Who is a press conference for? I ask that because I honestly don't know anymore.
Here's Microsoft at E3, the video game industry's brightest spotlight, hawking Usher on stage for a multi-song performance. He's promoting—loosely, mind you—Dance Central 3 from Harmonix, but doesn't do anything directly associated with the game itself on stage. I'm sitting here wondering, as Usher begs the journalistic crowd to stand up and join in while they're working, who this is directed toward.
It's not journalists. That's no slap against those working the event, or the ones who had to sit through the show. It's not shareholders. They have a vested interest, sure, but it's not a make-it-or-break-it on Wall Street.
It's the general public, which has game trailers effectively IV'd into their veins on Spike TV while these topics fill the top eight or so spots on Twitter. I don't know why we call these pressers or keynotes anymore, because that meaning has been lost.
They don't need to be suit and tie affairs with stuffy execs spouting off numbers. It's a fun, casual industry, and that should be embraced. But, it should still be about business, and that's not what the event has become. For an industry that shills hype every day of the year, there's no containment anymore. Microsoft shuffled in games that were already announced, either days before the show or even last year. It became less about the games and more about reaching out via social media.
The whole thing feels like a shielded ploy to market products in an indirect way, or via means that people won't even grasp they're being marketed to. The show shoveled in a clip from the upcoming film Prometheus, billed as an excuse to show off new search technology. No, it wasn't, because Microsoft could have searched for a Wikipedia page on Ben Franklin, but the money trading hands behind the scenes dictated otherwise.
That type of material not only adds a sense of artificiality to the program, but a dishonesty. Don't claim you're directing comments at the press in attendance. They're the least of your worries. Don't claim Usher is on stage—this after promoting a Grammy Award-winning artist before the show aired—to highlight his involvement with Dance Central. He's in it for a paycheck too. I'm imagining a future where these events are hyped like the Grammys with months of build-up.

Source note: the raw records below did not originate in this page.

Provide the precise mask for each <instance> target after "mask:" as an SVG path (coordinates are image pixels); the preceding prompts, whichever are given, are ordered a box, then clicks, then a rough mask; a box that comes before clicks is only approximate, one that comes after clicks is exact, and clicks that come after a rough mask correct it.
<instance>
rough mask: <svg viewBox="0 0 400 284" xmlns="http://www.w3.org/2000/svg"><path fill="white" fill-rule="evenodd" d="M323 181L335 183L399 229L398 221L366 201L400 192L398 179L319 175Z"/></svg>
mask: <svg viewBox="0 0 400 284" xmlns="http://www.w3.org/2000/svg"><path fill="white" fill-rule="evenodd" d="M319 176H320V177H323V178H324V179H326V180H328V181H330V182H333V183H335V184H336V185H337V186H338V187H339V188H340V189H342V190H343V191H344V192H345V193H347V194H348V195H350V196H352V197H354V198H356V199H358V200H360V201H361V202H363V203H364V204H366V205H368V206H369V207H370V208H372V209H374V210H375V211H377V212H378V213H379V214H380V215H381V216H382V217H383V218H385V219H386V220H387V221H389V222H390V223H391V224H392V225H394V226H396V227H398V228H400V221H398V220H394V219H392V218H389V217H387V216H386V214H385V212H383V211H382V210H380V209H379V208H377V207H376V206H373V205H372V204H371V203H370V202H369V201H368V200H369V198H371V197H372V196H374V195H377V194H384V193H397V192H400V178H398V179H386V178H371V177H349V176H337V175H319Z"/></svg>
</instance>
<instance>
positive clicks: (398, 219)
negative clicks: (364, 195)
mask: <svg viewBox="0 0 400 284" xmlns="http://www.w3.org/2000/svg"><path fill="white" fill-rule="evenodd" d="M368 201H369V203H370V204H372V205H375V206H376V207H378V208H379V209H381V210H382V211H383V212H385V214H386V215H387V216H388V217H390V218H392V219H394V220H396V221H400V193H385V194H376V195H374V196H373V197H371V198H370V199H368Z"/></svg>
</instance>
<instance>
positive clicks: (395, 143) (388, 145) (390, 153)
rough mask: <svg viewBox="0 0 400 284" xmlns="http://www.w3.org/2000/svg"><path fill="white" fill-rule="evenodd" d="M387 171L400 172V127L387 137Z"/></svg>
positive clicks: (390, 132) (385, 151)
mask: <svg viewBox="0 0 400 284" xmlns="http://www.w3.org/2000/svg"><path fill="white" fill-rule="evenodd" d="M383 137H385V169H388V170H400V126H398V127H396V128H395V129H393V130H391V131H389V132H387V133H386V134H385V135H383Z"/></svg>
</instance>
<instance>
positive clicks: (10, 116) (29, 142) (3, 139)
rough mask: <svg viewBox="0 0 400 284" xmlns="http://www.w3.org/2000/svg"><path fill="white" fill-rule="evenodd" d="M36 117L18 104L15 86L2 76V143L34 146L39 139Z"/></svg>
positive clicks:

The “press conference” had a single moment of honesty, that coming from Matt Parker and Trey Stone, creators of South Park. They riffed on Microsoft's push for cross-platform technology, discussed what they added to the video game, and wandered off-stage not with a smile, but to get back to work.
Usher was heading to the bank to cash a check, and Microsoft's social media team smiled. They won, the press lost.